One extra option: the author notes that Gemma 4's stock MTP (multi-token prediction) draft model — the small speculative-decoding helper Google ships with the base 12B — also works with this fine-tune for free speed-ups, since it's lossless (byte-for-byte identical output, just faster generation). The acceptance rate is a bit lower than on vanilla Gemma 4 since the drafter was trained on the base model, but there's no real downside to trying it in llama.cpp with the --model-draft flag.

Honest Caveats

This is a hobbyist fine-tune, not a Google product, and it's worth being clear-eyed about what that means:

  • No official support. There's no Google backing, no SLA, no guarantee the repos stay maintained. The author describes it as shared "as-is, no warranty."
  • Reduced safety alignment. The author states directly that the model refuses less than the base instruction-tuned model because the training data has no safety hedging built in. Don't deploy it in front of untrusted users without your own guardrails.
  • Narrow specialization. It's tuned specifically for Python and algorithmic coding. General knowledge, facts, and non-Python tasks should be verified against a general-purpose model — the fine-tuning process can degrade broad capabilities even as it sharpens the target skill.
  • Verify outputs like any code-generation model. "Trained on tests that passed" describes the training data, not a guarantee about code you generate with it. Run and test anything it writes before trusting it.
  • It's already superseded. As of this writing, the same author has a v2 release focused on agentic coding — this article covers v1, the version behind the trending searches, but if you're evaluating this model fresh, it's worth checking whether v2 fits your use case better.

FAQ

Is Gemma 4 12B Coder Fable5 an official Google model? No. It's a community fine-tune built on top of Google's official google/gemma-4-12B-it, created and distributed independently by a Hugging Face user (yuxinlu1) and ported to Ollama by a separate user (xentriom). Google did not produce or review it.

What are "Fable 5" and "Composer 2.5"? They're the two teacher models the author used to generate the training data via distillation — Composer 2.5 produced the main reasoning traces, and Fable 5 was used to redo the cases Composer 2.5 got wrong. The model card names them but doesn't document which organizations built them.

What is this model good at? Python and algorithmic coding problems — the kind with deterministic, testable solutions. It reasons through the problem in Gemma's thinking channel before writing code. It's not a general-purpose upgrade over stock Gemma 4 12B for non-coding tasks.

Does it need more hardware than stock Gemma 4 12B? No. Same base model, same size class — expect roughly 7–8 GB of VRAM or unified memory at Q4 quantization, matching Gemma 4 12B's official hardware requirements.

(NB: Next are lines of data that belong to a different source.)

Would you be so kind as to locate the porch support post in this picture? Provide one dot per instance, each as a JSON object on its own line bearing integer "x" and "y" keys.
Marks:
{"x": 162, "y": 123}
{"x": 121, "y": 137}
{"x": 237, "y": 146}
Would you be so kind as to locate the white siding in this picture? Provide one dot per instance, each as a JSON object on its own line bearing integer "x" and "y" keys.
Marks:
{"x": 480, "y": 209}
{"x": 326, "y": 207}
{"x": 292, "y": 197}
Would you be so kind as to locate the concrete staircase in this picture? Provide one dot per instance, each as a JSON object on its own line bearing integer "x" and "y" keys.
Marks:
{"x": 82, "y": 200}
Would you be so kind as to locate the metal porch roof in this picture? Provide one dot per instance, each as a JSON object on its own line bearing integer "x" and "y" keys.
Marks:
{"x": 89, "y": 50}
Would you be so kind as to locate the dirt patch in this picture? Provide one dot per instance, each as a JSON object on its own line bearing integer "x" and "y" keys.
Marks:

Is it safe to use in production? Not without your own safety layer. The author explicitly says the model has reduced refusals and no safety alignment work beyond the base model — treat it as an unsupervised coding assistant, not a public-facing chatbot.

How do I run it? Easiest path is Ollama: ollama run xentriom/gemma-4-12B-coder-fable5-composer2.5-v1. For a GUI, grab the GGUF from yuxinlu1/gemma-4-12B-coder-fable5-composer2.5-v1-GGUF and load it in LM Studio.